On fighting for revenue (CEO George) :

"When I say fight for business, it's a rallying cry to this organization... We're going to remain disciplined. We actually had very good yield performance in the areas under our control."

On merger benefits (CEO George) :

"Ultimately, [competitors] know that to compete with seamless single-line service, they've got to compete harder, including likely lowering their prices. That's what customers should be excited about. And frankly, that's what scares the other railroads."

On reciprocal switching (COO Orr) :

"My job is to give no customer any reason to want to talk to Ed about going somewhere else. We're really pleased with the competitive service product we put out there."

On 2026 volume scenarios (CEO George) :

"Whatever revenue we get, it's going to come with really strong incrementals because we've got the capacity."

Bottom Line

Norfolk Southern delivered a strong EPS beat driven by disciplined cost execution and a one-time land sale, but the revenue miss and cautious 2026 volume outlook tempered investor enthusiasm. The company's PSR 2.0 productivity initiatives are clearly bearing fruit, with $216M in savings exceeding the original $150M target. However, the "enhanced competitive environment" from merger-related dynamics and soft intermodal trends present near-term headwinds.
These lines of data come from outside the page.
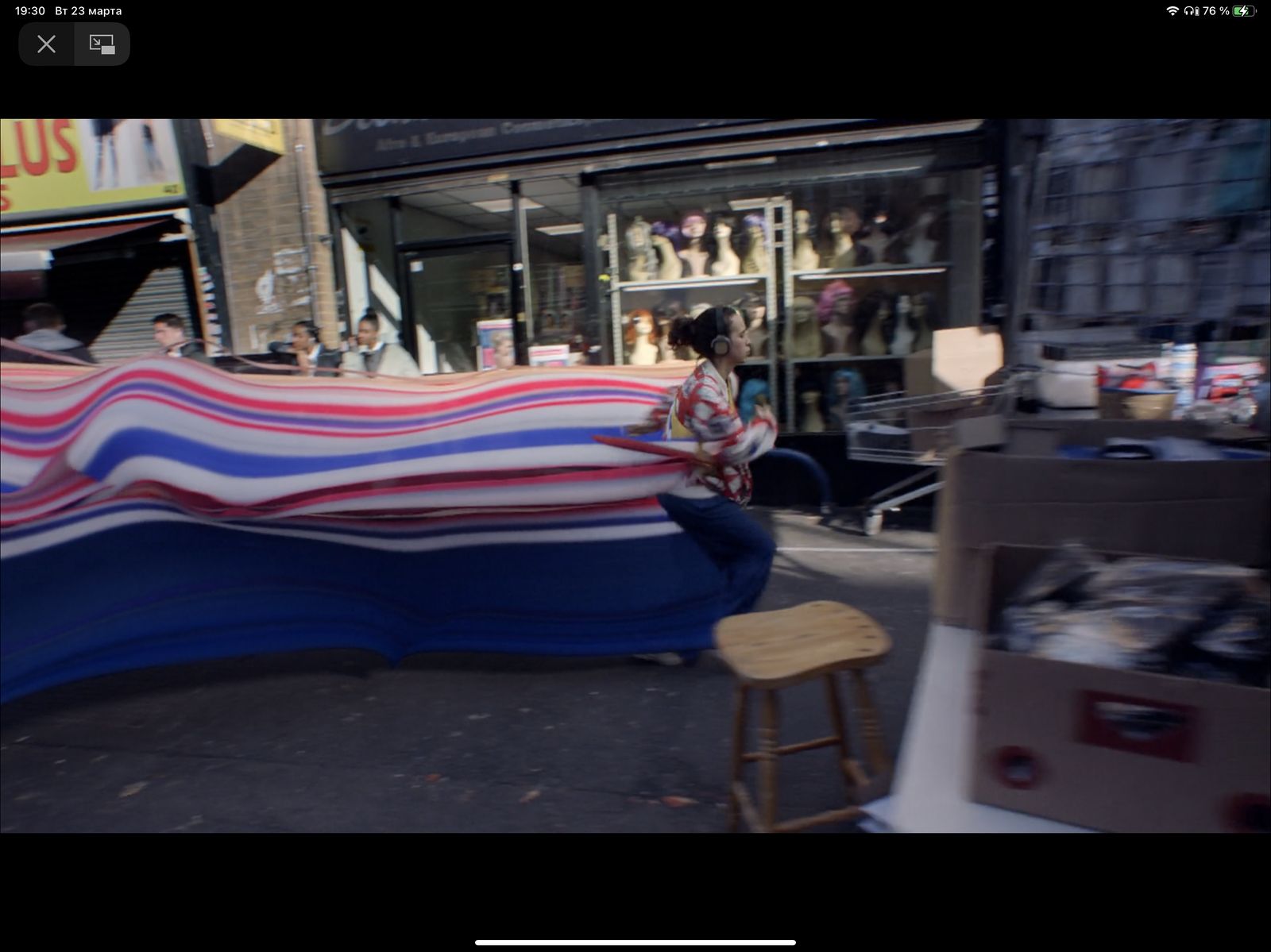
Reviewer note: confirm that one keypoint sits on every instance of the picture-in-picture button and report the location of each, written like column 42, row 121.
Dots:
column 102, row 44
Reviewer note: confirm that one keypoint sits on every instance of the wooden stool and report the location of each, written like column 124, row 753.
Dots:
column 775, row 649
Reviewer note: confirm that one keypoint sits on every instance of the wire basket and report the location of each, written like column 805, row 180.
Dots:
column 917, row 430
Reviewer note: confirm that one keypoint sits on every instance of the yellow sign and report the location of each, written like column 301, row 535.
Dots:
column 76, row 164
column 264, row 133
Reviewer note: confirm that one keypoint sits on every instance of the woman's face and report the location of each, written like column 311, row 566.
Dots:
column 637, row 237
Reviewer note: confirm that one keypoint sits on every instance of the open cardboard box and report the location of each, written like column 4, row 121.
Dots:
column 1069, row 742
column 1022, row 493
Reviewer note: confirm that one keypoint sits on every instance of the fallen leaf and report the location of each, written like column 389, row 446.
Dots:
column 678, row 801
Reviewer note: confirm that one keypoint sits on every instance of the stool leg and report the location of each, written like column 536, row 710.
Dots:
column 845, row 763
column 880, row 764
column 739, row 749
column 768, row 749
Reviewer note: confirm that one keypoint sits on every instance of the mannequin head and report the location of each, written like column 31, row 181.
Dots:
column 665, row 229
column 637, row 235
column 694, row 226
column 755, row 309
column 836, row 303
column 505, row 353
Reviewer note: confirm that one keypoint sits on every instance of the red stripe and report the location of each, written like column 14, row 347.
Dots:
column 21, row 450
column 309, row 406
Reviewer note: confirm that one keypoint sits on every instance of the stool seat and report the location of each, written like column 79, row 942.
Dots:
column 787, row 646
column 773, row 649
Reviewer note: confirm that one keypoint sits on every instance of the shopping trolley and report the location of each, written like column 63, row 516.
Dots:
column 913, row 431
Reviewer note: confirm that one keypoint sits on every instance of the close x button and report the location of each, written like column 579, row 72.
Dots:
column 48, row 44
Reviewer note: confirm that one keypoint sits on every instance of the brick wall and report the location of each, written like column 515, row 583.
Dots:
column 275, row 251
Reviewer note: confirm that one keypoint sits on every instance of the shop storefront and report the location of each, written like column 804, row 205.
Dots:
column 95, row 219
column 847, row 243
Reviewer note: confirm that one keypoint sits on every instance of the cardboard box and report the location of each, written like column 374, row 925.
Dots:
column 960, row 359
column 932, row 426
column 1025, row 495
column 1128, row 751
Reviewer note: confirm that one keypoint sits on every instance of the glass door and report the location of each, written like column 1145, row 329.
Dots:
column 461, row 304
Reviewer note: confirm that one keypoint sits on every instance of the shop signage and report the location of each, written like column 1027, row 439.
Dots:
column 353, row 145
column 264, row 133
column 83, row 164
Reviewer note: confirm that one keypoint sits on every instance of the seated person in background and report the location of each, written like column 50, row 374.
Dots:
column 307, row 351
column 171, row 334
column 44, row 325
column 373, row 355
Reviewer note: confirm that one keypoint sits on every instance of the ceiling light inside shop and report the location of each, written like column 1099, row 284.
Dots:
column 898, row 167
column 571, row 229
column 505, row 205
column 740, row 163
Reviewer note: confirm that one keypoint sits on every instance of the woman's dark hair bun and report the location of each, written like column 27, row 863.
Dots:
column 680, row 333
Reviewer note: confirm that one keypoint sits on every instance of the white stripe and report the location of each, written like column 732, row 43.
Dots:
column 798, row 548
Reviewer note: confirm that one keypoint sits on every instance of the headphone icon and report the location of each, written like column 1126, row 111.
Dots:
column 722, row 342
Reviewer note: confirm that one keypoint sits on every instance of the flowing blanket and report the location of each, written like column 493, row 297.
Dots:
column 163, row 511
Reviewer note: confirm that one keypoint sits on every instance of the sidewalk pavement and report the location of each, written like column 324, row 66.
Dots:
column 332, row 742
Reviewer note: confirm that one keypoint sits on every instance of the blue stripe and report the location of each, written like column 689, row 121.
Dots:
column 140, row 441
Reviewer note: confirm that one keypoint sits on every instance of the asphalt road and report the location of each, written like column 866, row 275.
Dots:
column 332, row 742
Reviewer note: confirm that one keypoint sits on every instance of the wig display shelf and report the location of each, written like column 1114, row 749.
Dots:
column 845, row 359
column 871, row 271
column 690, row 283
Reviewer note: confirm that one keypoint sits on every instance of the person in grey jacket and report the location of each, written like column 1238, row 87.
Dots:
column 44, row 326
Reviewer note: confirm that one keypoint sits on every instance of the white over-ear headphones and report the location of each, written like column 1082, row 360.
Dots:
column 722, row 342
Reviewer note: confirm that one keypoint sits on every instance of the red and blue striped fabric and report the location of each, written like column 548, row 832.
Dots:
column 163, row 511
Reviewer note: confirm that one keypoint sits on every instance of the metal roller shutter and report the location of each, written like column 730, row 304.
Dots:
column 131, row 332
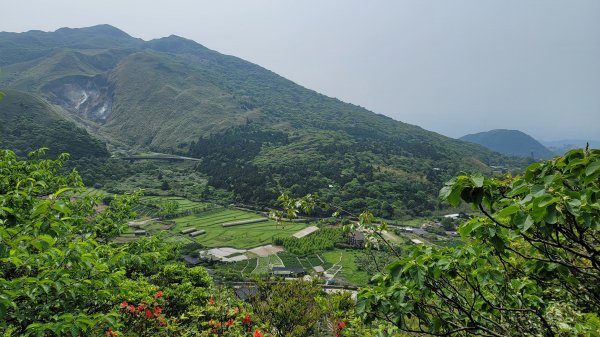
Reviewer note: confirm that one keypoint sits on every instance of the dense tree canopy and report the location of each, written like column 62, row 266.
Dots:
column 529, row 265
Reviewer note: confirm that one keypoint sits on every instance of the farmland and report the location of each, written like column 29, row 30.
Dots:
column 242, row 236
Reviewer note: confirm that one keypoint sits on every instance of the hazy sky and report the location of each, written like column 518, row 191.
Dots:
column 454, row 67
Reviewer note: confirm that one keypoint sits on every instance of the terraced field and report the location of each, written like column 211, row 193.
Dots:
column 242, row 236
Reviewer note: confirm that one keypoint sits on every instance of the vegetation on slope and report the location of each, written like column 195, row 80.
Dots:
column 29, row 123
column 510, row 143
column 257, row 133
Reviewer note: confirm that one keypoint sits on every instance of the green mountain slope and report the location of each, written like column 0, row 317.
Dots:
column 257, row 132
column 511, row 143
column 29, row 123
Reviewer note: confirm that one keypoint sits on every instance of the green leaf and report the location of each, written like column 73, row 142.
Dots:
column 523, row 221
column 592, row 169
column 477, row 179
column 510, row 210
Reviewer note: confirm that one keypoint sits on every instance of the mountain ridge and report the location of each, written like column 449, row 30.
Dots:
column 511, row 143
column 174, row 95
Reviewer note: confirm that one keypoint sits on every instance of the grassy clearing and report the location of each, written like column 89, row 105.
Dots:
column 347, row 260
column 243, row 236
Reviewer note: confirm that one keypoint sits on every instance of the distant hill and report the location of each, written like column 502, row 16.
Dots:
column 559, row 147
column 29, row 123
column 256, row 132
column 511, row 143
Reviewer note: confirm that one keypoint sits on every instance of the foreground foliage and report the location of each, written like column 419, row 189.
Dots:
column 530, row 265
column 61, row 275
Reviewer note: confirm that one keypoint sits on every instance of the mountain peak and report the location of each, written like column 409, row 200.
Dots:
column 102, row 29
column 510, row 142
column 176, row 44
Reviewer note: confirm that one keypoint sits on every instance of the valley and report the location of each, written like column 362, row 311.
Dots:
column 160, row 188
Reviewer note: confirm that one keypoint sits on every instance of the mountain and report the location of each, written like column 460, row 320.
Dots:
column 256, row 132
column 559, row 147
column 510, row 143
column 29, row 123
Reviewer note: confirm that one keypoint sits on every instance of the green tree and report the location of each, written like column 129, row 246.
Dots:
column 289, row 308
column 530, row 264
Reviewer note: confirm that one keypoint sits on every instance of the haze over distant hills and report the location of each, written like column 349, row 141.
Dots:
column 564, row 145
column 257, row 133
column 511, row 143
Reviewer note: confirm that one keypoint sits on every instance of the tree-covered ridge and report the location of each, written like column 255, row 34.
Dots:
column 353, row 170
column 530, row 264
column 61, row 275
column 173, row 95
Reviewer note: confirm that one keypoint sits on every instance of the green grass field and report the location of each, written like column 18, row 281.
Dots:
column 242, row 236
column 347, row 259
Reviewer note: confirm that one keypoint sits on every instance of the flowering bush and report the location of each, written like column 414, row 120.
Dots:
column 144, row 319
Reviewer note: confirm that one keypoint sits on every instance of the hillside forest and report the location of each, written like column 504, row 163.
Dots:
column 160, row 188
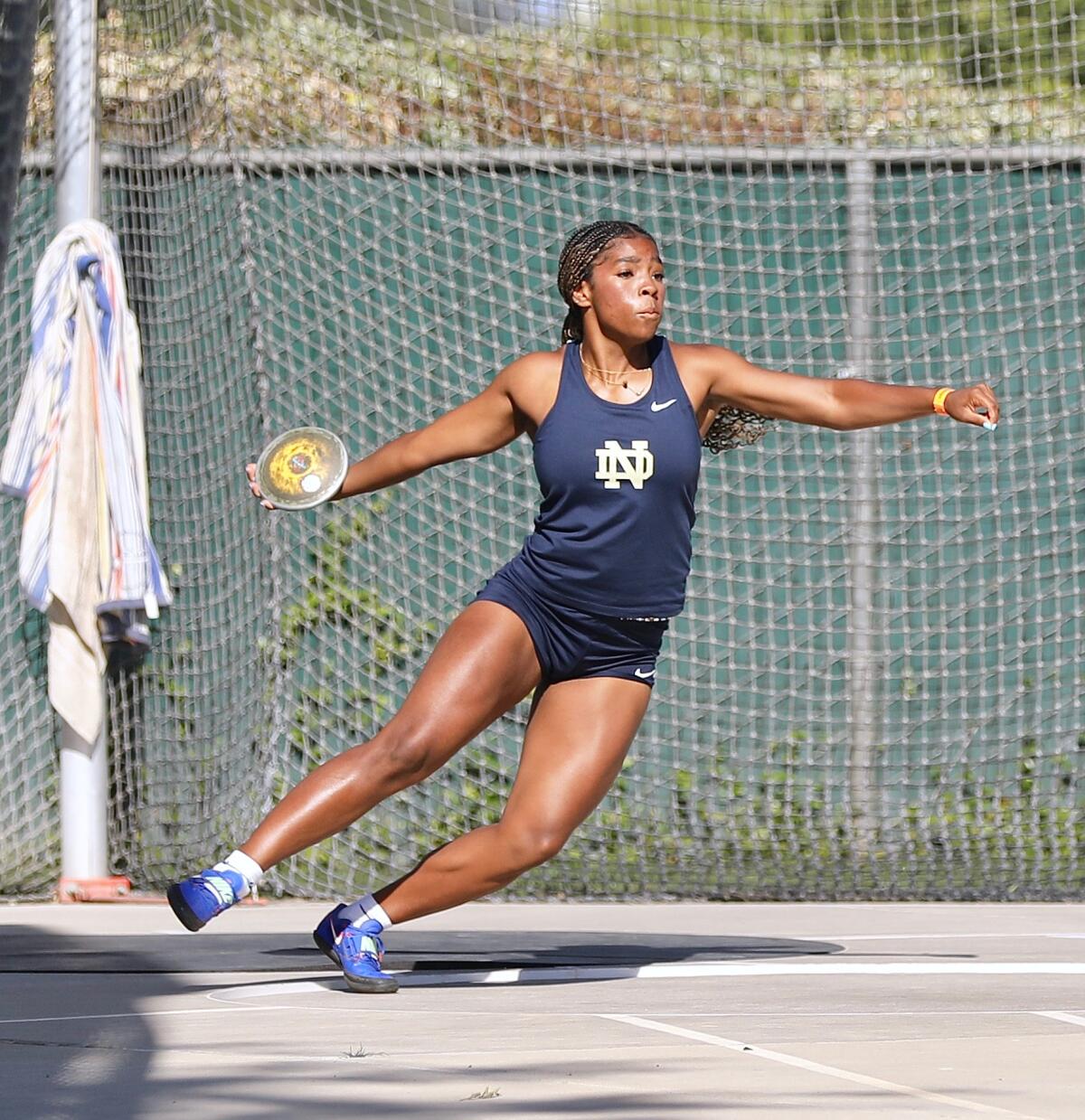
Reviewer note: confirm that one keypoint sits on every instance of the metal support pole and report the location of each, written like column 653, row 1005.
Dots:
column 84, row 772
column 863, row 646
The decision to cut 2026 capex by 14% while raising the productivity commitment to $150M signals management's focus on protecting margins in an uncertain volume environment. The STB application setback adds regulatory uncertainty, but management maintains this is a completeness issue rather than a merits rejection.

CEO George closed with the team's priorities for 2026: "Focus on the preservation of safety, protect the excellent service that our customers count on, maintain tight control of our cost structure, and compete hard for quality revenue."